O ministro Luiz Fux assume a presidência do Supremo Tribunal Federal (STF), a partir desta quinta-feira (10), com a missão de distanciar o colegiado do governo federal, postura oposta à adotada pelo seu antecessor, Dias Toffoli, que buscou colocar o Judiciário como participante da governabilidade de Jair Bolsonaro (sem partido). Conhecido pelo seu alinhamento com a operação Lava Jato, Fux chega ao posto máximo da Corte no momento que a operação está abalada pelos atritos com a Procuradoria-Geral da República (PGR), culminando com o afastamento de Deltan Dallagnol da coordenadoria da força-tarefa. Para o constitucionalista e professor de Direito do Insper Diego Werneck Arguelles, o novo presidente também tem que lidar com os ânimos dos outros membros da Corte, principalmente em um ambiente politicamente deflagrado. Como exemplo, ele cita as críticas que o ministro Celso de Mello fez à gestão de Bolsonaro, enquanto Toffoli buscava uma posição mais conciliadora. “Se ele tiver uma posição de liderança, pode conseguir canalizar esses comportamentos individuais para questões mais institucionais. Isso depende de ele ter trânsito e respeito dos pares”, afirma.
O afastamento da Corte dos outros poderes também é um desafio que Fux vai precisar enfrentar nos próximos dois anos que estiver na cadeira de presidente. No dia 1º de setembro, Toffoli agradeceu a Bolsonaro pelo “diálogo e pela cooperação em prol da construção de um país mais justo e que trilhe o caminho do desenvolvimento social, econômico e regional”, durante evento no Palácio do Planalto. “As declarações de Toffoli em cooperar com o governo foram negativas. Não é a imagem que se espera de quem tem que ser árbitro do que o governo faz”, afirma Arguelles.

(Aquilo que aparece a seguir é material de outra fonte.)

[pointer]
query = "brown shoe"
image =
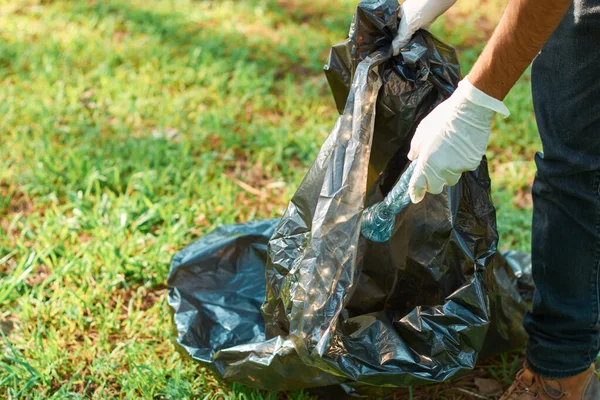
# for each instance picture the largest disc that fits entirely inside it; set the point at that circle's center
(530, 386)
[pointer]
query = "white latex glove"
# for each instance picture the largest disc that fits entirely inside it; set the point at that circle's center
(452, 139)
(417, 14)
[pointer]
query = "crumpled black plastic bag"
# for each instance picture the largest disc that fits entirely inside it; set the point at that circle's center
(305, 301)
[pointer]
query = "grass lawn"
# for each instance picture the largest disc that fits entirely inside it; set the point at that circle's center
(128, 129)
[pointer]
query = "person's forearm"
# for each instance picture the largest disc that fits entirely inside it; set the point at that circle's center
(521, 33)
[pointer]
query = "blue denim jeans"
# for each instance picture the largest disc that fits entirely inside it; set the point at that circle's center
(563, 324)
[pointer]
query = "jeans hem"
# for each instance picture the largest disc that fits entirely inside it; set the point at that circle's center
(553, 373)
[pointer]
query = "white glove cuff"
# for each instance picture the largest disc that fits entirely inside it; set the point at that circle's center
(482, 99)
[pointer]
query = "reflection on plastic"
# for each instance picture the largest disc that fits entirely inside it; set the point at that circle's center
(378, 220)
(305, 301)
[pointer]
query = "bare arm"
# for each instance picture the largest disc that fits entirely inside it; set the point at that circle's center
(521, 33)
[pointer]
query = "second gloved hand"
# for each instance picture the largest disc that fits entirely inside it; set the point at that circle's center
(452, 139)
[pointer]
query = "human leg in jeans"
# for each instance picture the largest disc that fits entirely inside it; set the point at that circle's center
(563, 325)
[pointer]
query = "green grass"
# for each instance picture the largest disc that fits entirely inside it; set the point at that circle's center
(126, 128)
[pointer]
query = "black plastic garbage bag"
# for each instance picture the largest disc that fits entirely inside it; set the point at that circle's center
(305, 301)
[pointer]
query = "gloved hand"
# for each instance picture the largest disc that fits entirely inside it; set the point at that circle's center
(417, 14)
(452, 139)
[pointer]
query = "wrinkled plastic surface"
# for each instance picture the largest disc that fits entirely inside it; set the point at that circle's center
(379, 220)
(305, 301)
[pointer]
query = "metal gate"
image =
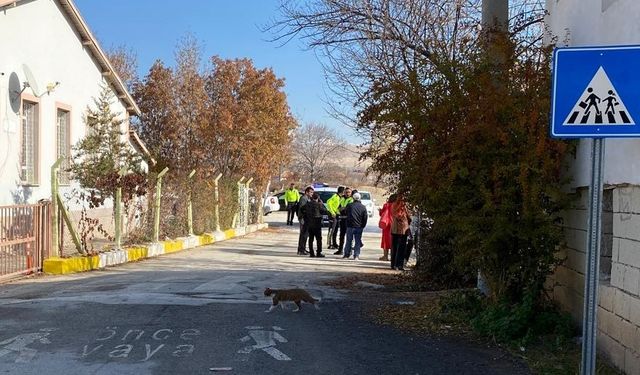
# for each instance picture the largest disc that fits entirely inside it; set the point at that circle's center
(25, 238)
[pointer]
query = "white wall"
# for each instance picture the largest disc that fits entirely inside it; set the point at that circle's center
(593, 23)
(37, 33)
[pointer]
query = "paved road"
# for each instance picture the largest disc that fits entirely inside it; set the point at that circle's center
(199, 309)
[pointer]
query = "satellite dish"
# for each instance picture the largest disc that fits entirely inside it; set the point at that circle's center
(31, 81)
(14, 92)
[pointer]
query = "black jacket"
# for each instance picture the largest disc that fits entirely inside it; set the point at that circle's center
(312, 213)
(356, 215)
(301, 203)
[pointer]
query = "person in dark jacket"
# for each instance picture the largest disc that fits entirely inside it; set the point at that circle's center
(312, 213)
(304, 228)
(356, 214)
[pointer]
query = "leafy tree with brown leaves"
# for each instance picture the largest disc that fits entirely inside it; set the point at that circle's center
(466, 140)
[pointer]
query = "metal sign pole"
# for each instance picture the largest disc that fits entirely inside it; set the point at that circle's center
(592, 266)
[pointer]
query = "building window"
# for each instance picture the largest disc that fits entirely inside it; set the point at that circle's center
(29, 143)
(63, 143)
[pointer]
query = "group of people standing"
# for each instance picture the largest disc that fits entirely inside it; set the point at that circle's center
(347, 215)
(347, 220)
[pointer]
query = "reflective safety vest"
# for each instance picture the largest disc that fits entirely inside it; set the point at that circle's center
(333, 205)
(344, 202)
(291, 195)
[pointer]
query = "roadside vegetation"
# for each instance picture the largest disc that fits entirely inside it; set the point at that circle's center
(456, 119)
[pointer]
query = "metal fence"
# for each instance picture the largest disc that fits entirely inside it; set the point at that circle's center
(25, 238)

Thomas Pereira, professor de Direito Constitucional da FGV Rio, concorda. Segundo ele, a gestão de Toffoli ficará marcada pelo viés do ex-presidente em colocar o STF como participante da governabilidade federal. “Uma vez que o ministro está em posição de presidente, ele é cobrado e precisa se posicionar em nome da instituição. E isso depende muito dos acontecimentos, como os ataques feitos ao STF. Não dá para dizer como [Fux] vai se comportar na cadeira diante de ataques, mas as posições que ele teve anteriormente foram de defesa.” A aproximação com a Lava Jato pode ser outro percalço de Fux à frente do comando do colegiado. O ministro se mostrou aliado da força-tarefa em posicionamentos defendidos na Corte, e em mensagens supostamente trocadas entre o então juiz Sergio Moro com o procurador da República e ex-coordenador da Lava Jato, Deltan Dallagnol, Moro teria escrito “In Fux we trust” (Em Fux nós confiamos). Desde então, a operação sofreu uma série de reveses, desde o pedido de demissão de Moro do Ministério da Justiça e Segurança Pública, até a saída de Dallagnol da coordenadora após ser alvo de processos.
“O principal poder que Fux vai ter é o de influenciar nas pautas que serão discutidas em plenário. Em pautas de defesa da Corte se percebe a união dos ministros, mas temas mais polêmicos, como a Lava Jato, geram divisão”, afirma o professor da FGV. Para Arguelles, o momento delicado, como os últimos atritos com a PGR, pode ser um agravante nas dificuldades. “Desde a saída de Moro do governo, ele virou uma figura controvertida, isso também é uma mudança significativa. É um assunto delicado dentro e fora do tribunal, e um tema que divide e não há expectativa de unanimidade entre os membros da Corte.”
Além dos desafios naturais impostos ao presidente do Judiciário nacional, Fux assume o cargo em meio às piores crises sanitária e econômica do século. Em abril, o ministro votou favorável na ação que deu autonomia para que estados e municípios decidam como lidar com o isolamento social. A aprovação, considerada uma derrota ao governo Bolsonaro, foi unânime. “Algumas pautas do Supremo serão medidas de acompanhamento da Covid-19 para não gerar incerteza entre os gestores sobre como atuar na crise, e há convergência entre os membros do STF sobre as decisões da pandemia”, afirma o professor do Insper. O novo presidente também já indicou que irá pautar temas que favoreçam a retomada da economia. Segundo Pereira, no entanto, não há muitas colaborações com efeitos práticos que o Judiciário possa fazer para mitigar os efeitos desta outra frente da pandemia do novo coronavírus. “É muito difícil a Corte contribuir de alguma maneira para a economia, não é a função dela. Ela pode atuar em questões de insegurança, diminuindo a incerteza jurídica dos casos”, afirma.